Da sich der Senat der Ansicht des BSG anschließt und keinen Verstoß gegen Grundrechte sieht, scheidet auch eine Vorlage des Rechtsstreits an das BVerfG nach Art. 100 Abs. 1 GG gemäß dem Hilfsantrag aus (so auch das BSG in seiner Entscheidung vom 20.01.2021, a.a.O., juris Rn. 116).
Die Berufung ist somit zurückzuweisen.
Die Kostenentscheidung folgt aus § 193 SGG.

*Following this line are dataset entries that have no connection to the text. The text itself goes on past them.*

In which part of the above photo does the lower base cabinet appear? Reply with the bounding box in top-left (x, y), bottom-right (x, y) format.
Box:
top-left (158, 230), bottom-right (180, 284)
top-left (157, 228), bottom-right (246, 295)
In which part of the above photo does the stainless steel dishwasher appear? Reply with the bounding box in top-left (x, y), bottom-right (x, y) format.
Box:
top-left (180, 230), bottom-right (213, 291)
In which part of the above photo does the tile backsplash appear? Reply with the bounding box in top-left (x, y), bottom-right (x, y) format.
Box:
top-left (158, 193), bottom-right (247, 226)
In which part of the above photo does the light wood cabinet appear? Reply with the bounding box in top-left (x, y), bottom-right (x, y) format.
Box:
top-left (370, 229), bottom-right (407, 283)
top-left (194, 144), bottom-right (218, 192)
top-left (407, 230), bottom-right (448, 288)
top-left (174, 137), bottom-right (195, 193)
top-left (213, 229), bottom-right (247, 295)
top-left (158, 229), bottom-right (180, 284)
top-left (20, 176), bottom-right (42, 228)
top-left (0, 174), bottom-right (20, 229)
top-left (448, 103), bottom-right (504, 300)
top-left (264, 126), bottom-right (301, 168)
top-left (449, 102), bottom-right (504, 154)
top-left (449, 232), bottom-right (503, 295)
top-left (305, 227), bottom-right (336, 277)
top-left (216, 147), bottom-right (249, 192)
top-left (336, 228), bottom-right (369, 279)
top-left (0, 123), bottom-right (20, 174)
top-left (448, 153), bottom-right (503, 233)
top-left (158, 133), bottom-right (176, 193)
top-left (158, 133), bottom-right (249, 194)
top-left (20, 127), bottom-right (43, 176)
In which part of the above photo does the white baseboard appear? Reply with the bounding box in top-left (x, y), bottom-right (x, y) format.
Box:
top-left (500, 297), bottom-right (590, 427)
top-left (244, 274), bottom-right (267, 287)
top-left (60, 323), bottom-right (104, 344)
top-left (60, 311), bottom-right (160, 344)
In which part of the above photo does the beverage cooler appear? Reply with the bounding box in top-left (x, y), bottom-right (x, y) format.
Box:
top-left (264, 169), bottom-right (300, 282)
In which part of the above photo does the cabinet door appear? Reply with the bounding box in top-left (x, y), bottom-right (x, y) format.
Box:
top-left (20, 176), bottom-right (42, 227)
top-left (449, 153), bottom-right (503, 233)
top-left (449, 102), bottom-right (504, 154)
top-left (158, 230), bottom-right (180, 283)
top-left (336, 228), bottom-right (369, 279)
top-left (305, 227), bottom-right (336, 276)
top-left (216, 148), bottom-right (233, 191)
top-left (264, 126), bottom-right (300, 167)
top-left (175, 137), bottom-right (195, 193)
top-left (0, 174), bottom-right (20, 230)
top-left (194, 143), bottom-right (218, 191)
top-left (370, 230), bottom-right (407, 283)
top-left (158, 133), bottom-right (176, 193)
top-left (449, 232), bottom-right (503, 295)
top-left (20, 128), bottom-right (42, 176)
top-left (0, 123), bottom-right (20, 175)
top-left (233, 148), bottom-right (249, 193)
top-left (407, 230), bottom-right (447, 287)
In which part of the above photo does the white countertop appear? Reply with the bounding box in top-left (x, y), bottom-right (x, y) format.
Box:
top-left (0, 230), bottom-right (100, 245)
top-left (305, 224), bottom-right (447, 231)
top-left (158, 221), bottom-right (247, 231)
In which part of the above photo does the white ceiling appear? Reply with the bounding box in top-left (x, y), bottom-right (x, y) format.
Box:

Nach § 192 SGG sind dem Kläger Gerichtskosten in Höhe von 225.- EUR auferlegt worden. Im Hinblick auf die umfassenden Darlegungen des Senats im Erörterungstermin, den Ausführungen in den Beschlüssen des Senats in den Verfahren des einstweiligen Rechtsschutzes, den gerichtlichen Hinweisen und zuletzt auch der Darlegung der Entscheidungen des BSG vom 20.01.2021 war dem Kläger bewusst, dass die Berufung keine Aussicht auf Erfolg hat. Die Verhängung von Kosten nach § 192 Abs. 1 S. 1 Nr. 2 SGG war dem Kläger mit gerichtlichem Schreiben vom 05.03.2021 angedroht. Sachliche Gründe gegen die Verhängung dieser Kosten ergeben sich auch nicht aus der klägerischen Erwiderung vom 27.04.2021.
Hinsichtlich der Höhe der Kosten wurde gemäß § 192 Abs. 1 Satz 3 in Verbindung mit § 184 Abs. 2 SGG für die zweite Instanz mit 225.- EUR die Pauschale angesetzt.
Gründe für die Zulassung der Revision bestehen nicht (§ 160 Abs. 2 SGG).